Search code examples
pythonmultiprocessingpython-multithreading

How to process a list in parallel in Python?


I wrote code like this:

def process(data):
   #create file using data

all = ["data1", "data2", "data3"]

I want to execute process function on my all list in parallel, because they are creating small files so I am not concerned about disk write but the processing takes long, so I want to use all of my cores.

How can I do this using default modules in python 2.7?


Solution

  • Assuming CPython and the GIL here.

    If your task is I/O bound, in general, threading may be more efficient since the threads are simply dumping work on the operating system and idling until the I/O operation finishes.
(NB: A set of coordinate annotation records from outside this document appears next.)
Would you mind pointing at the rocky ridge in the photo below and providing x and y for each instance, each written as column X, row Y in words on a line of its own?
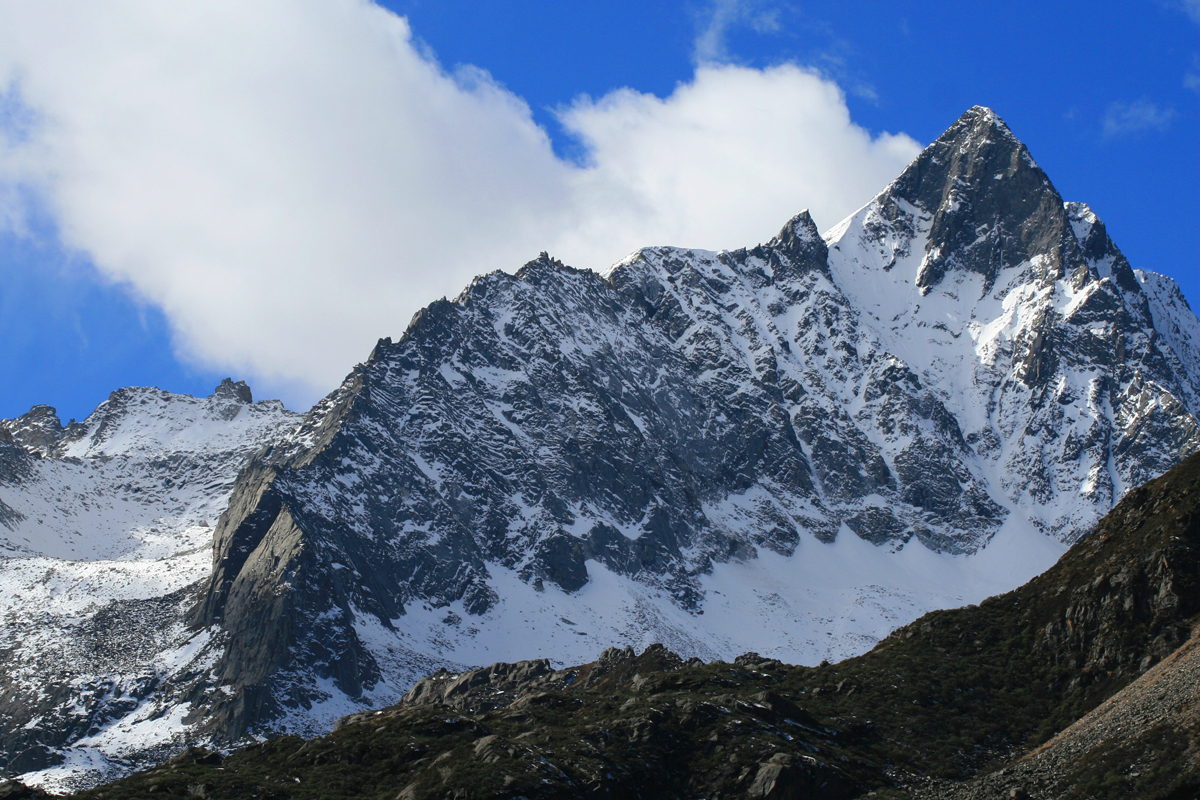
column 790, row 449
column 106, row 534
column 967, row 352
column 947, row 707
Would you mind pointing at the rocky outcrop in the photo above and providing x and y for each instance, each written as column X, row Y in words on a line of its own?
column 966, row 355
column 997, row 696
column 963, row 353
column 105, row 534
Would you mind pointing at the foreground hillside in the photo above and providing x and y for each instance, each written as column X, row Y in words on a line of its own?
column 790, row 449
column 952, row 697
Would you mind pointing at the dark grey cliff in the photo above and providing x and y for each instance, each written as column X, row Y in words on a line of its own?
column 685, row 409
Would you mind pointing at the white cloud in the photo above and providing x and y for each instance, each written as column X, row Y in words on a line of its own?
column 289, row 180
column 1140, row 115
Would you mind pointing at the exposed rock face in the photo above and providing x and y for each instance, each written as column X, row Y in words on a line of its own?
column 105, row 535
column 966, row 356
column 1083, row 683
column 965, row 350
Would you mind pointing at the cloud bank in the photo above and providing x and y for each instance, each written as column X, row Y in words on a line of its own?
column 289, row 180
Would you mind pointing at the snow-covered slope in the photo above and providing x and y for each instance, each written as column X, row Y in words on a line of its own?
column 108, row 530
column 790, row 449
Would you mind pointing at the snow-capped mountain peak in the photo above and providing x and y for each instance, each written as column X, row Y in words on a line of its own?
column 787, row 449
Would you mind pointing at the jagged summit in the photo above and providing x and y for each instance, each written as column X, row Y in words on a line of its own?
column 239, row 391
column 989, row 205
column 789, row 449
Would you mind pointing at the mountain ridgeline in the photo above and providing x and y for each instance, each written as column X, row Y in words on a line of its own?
column 954, row 707
column 791, row 449
column 966, row 349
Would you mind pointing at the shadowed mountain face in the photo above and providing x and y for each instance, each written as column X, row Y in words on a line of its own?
column 965, row 353
column 952, row 707
column 789, row 449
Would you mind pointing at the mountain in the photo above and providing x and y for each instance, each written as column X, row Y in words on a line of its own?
column 791, row 450
column 106, row 528
column 960, row 704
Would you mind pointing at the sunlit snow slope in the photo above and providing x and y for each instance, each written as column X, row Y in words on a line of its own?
column 790, row 449
column 107, row 529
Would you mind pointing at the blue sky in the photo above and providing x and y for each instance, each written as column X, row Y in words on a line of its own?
column 100, row 289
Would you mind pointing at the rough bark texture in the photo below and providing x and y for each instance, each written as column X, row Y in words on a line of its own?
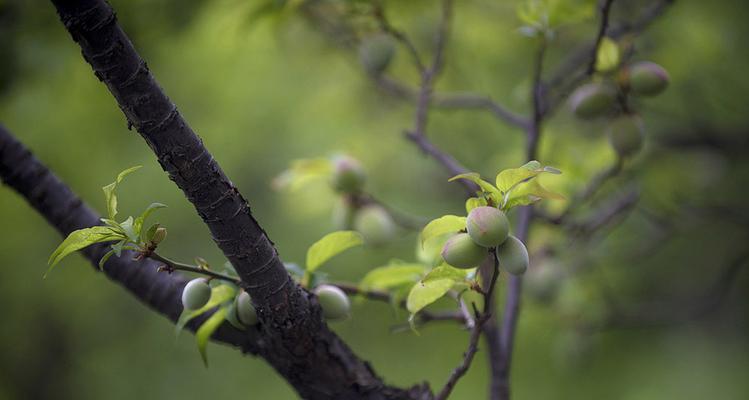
column 66, row 212
column 295, row 339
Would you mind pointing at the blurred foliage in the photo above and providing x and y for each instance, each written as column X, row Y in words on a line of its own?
column 264, row 85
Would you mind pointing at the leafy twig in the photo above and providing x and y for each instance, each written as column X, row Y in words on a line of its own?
column 473, row 341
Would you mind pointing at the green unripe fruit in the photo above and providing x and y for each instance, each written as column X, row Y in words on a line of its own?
column 647, row 79
column 461, row 252
column 334, row 302
column 626, row 134
column 376, row 52
column 348, row 175
column 592, row 100
column 513, row 256
column 375, row 224
column 487, row 226
column 196, row 294
column 246, row 313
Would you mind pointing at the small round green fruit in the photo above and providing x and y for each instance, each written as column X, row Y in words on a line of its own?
column 513, row 256
column 461, row 252
column 626, row 134
column 647, row 78
column 196, row 294
column 246, row 313
column 348, row 175
column 376, row 52
column 592, row 100
column 487, row 226
column 334, row 302
column 375, row 224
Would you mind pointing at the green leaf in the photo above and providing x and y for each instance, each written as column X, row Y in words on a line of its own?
column 425, row 293
column 330, row 245
column 104, row 259
column 129, row 230
column 447, row 271
column 442, row 225
column 529, row 193
column 608, row 56
column 219, row 294
column 302, row 172
column 80, row 239
column 476, row 178
column 110, row 191
column 391, row 276
column 474, row 202
column 138, row 224
column 509, row 178
column 434, row 285
column 206, row 330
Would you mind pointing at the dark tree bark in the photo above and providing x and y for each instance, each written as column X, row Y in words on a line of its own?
column 295, row 339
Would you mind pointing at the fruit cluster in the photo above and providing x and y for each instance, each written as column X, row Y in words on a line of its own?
column 197, row 293
column 486, row 228
column 596, row 99
column 354, row 210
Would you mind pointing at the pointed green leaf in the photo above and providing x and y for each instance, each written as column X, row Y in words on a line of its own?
column 447, row 271
column 608, row 56
column 529, row 193
column 442, row 225
column 474, row 202
column 476, row 178
column 206, row 330
column 138, row 224
column 391, row 276
column 330, row 245
column 302, row 172
column 219, row 294
column 425, row 293
column 104, row 259
column 80, row 239
column 110, row 191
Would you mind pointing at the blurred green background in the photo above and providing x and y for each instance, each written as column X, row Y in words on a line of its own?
column 263, row 89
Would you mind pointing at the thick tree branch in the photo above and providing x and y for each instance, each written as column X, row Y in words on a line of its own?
column 66, row 212
column 300, row 346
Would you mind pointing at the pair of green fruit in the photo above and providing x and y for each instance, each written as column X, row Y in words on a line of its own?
column 197, row 292
column 595, row 99
column 486, row 227
column 626, row 132
column 371, row 220
column 334, row 302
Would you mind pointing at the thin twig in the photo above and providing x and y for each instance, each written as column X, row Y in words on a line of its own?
column 171, row 265
column 602, row 27
column 587, row 193
column 473, row 341
column 377, row 295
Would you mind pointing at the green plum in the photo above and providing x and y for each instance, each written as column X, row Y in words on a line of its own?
column 461, row 252
column 487, row 226
column 375, row 224
column 647, row 78
column 513, row 256
column 334, row 302
column 196, row 294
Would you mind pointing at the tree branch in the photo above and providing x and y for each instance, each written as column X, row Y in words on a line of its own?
column 300, row 346
column 473, row 341
column 66, row 212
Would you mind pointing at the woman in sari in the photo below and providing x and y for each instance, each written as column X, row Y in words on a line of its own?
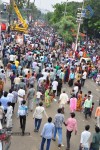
column 79, row 101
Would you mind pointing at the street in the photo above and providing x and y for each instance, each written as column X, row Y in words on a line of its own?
column 32, row 142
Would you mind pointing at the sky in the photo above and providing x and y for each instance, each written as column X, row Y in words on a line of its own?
column 45, row 4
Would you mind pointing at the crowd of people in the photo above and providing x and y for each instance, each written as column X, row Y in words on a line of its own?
column 39, row 71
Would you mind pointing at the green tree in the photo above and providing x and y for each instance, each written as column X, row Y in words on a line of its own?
column 65, row 28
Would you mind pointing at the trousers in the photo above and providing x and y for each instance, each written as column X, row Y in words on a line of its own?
column 30, row 104
column 37, row 123
column 23, row 123
column 43, row 142
column 68, row 137
column 59, row 130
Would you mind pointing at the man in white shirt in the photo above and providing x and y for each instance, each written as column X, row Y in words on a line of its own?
column 85, row 136
column 63, row 100
column 38, row 115
column 84, row 75
column 21, row 95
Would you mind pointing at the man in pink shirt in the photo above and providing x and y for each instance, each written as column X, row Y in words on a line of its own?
column 71, row 125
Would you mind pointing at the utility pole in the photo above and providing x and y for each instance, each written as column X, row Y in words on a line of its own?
column 79, row 25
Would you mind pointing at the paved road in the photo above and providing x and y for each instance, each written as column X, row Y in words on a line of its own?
column 32, row 142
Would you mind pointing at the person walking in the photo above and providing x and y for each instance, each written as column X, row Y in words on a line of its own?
column 71, row 125
column 63, row 100
column 97, row 115
column 85, row 137
column 47, row 134
column 9, row 115
column 58, row 121
column 73, row 103
column 84, row 75
column 87, row 107
column 95, row 144
column 38, row 115
column 22, row 113
column 21, row 95
column 30, row 96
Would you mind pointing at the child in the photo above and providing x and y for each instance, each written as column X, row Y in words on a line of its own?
column 9, row 115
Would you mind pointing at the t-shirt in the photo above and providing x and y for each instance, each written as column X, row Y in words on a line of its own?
column 31, row 93
column 54, row 85
column 85, row 136
column 11, row 97
column 63, row 98
column 16, row 63
column 17, row 80
column 58, row 120
column 21, row 93
column 84, row 75
column 38, row 94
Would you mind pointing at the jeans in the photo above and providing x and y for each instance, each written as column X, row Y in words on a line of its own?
column 83, row 148
column 43, row 142
column 37, row 123
column 82, row 82
column 87, row 112
column 22, row 123
column 59, row 130
column 98, row 121
column 68, row 137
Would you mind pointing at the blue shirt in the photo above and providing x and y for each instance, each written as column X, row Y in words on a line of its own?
column 48, row 131
column 22, row 110
column 4, row 101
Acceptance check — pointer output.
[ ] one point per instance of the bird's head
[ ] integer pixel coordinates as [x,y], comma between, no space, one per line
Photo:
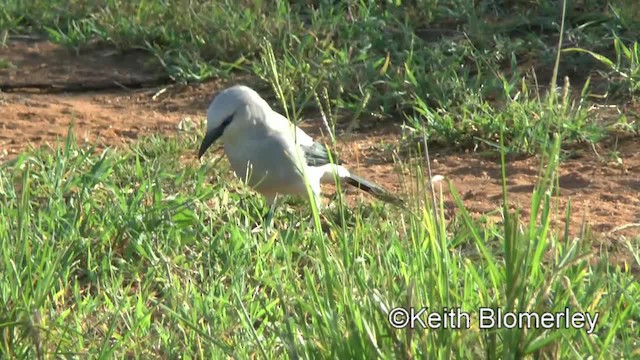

Spawning processes is a heavy way to babysit I/O.

    However, most file systems aren't concurrent, so using multithreading or multiprocessing may not be any faster than synchronous writes.

    Nonetheless, here's a contrived example of multiprocessing.Pool.map which may help with your CPU-bound work:

    from multiprocessing import cpu_count, Pool
    
    def process(data):
        # best to do heavy CPU-bound work here...
    
        # file write for demonstration
        with open("%s.txt" % data, "w") as f:
            f.write(data)
    
        # example of returning a result to the map
        return data.upper()
          
    tasks = ["data1", "data2", "data3"]
    pool = Pool(cpu_count() - 1)
    print(pool.map(process, tasks))
    

    A similar setup for threading can be found in concurrent.futures.ThreadPoolExecutor.

    As an aside, all is a builtin function and isn't a great variable name choice.